Monday, May 30, 2016

strategy "traps"

Regarding this video about Dark Souls and the nature of traps.




tl;dr
D8 FIGHT STRATEGIES THAT ARE SORTA TRAPS
1 - single big melee threat/multiple melee enemies engage on ground while ranged attacks from above
2 - single undefended ranged, but after engaging two hidden melee attackers charge in
3 - narrow entry; two slow enemies part and flank
4 - ranged on ledge; back route covered by another ranged
5 - noisy stairs/alarm alert hidden enemy behind
6 - multiple slow enemies in middle of area hazard
7 - single strong slow ambusher, route to easy counter-ambush
8 - extremely strong but almost stationary enemy guarding door


I grew up on 3rd Edition and its strategy fetish and love of granularity, and it never quite worked for me running games. Traps in 3rd are a curious thing. They have Encounter Levels because it occurred to someone that they should give XP and things that give XP need to have Levels in order to be Balanced. They are disabled with a short series of flat Skill rolls. Most deal some normalized amount of damage that is related to their EL and concept, such as an arrow shooting out of the wall, or a more accurate, poisoned arrow shooting out of the wall.

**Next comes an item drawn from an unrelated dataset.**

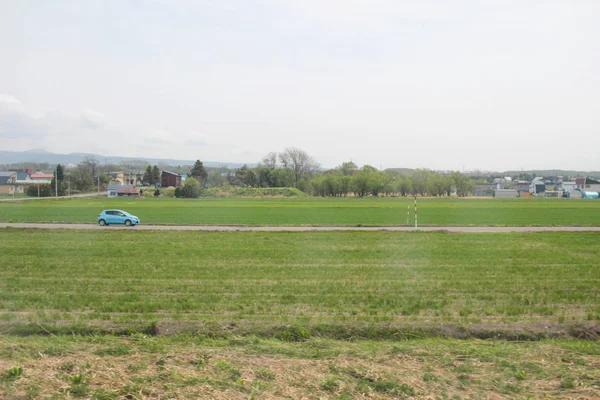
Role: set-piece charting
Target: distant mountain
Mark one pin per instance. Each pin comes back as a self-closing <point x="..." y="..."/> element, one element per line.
<point x="43" y="156"/>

None of these things are necessarily bad, but the way a younger me read them lead to the impression that they were all what Arnold K called “the bad kind” of traps. In Skinnerian conditioning this could be called a positive punishment reinforcer, but without any focused behaviour to be conditioned in an exploration-based game it ends up producing paranoid style behaviour from players, or a fatalistic “life is pain” philosophy.

So back to Dark Souls. A trap encounter can just as easily be a monster placement. These are a few setups from the early game; one just needs three enemy types: normal melee attacker, slow but heavily armed and armored, and ranged.